Windmill in Earnewâld, Friesland, Netherlands

De Princehofmolen is a hollow post mill in Earnewâld, Friesland, the Netherlands, which was built in 1958. The mill is listed as a Rijksmonument, number 22934.

==History==

This mill originally stood at Fatum, Tzum. In 1958 it was sold by the Massold family of Leeuwarden to Mr Bakker for ƒ2,000. The mill was rebuilt by the Folkerssloot at Earnewâld by millwright De Roos of Leeuwarden at a cost of ƒ2,874.30. A grant of ƒ710 towards the cost was given by the province of Friesland.
 The mill is maintained as a landmark but is unable to work due to trees growing too close to the mill.

==Description==

De Princehofmolen is what the Dutch describe as a "spinnenkopmolen" . It is a small hollow post mill on a single storey roundhouse.

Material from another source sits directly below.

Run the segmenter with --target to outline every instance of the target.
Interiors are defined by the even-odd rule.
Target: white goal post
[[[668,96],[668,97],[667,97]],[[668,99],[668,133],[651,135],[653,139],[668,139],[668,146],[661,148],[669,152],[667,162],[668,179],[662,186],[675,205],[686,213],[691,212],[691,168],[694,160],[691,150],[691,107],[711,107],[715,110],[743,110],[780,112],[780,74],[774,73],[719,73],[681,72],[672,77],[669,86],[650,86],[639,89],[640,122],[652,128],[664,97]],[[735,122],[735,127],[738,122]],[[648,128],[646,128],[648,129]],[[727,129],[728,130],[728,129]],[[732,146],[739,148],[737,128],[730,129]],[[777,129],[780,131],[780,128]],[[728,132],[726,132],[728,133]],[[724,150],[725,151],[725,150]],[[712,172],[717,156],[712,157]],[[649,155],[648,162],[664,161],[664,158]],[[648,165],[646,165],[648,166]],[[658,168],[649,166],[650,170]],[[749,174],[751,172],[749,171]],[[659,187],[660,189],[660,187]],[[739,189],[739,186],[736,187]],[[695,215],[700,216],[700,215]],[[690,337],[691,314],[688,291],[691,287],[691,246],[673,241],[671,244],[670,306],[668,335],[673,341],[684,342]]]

There is no stage, the sail reaching almost to the ground. The body of the mill is covered in vertical boards and the roof is covered in dakleer. The mill is winded by tailpole and winch. The sails are Common sails. They have a span of 10.20 m. The sails are carried on a wooden windshaft. The windshaft also carries the brake wheel which has 35 cogs. This drives the wallower (18 cogs) at the top of the upright shaft. At the bottom of the upright shaft, the crown wheel, which has 27 cogs formerly drove an Archimedes' screw, which was not fitted when the mill was re-erected.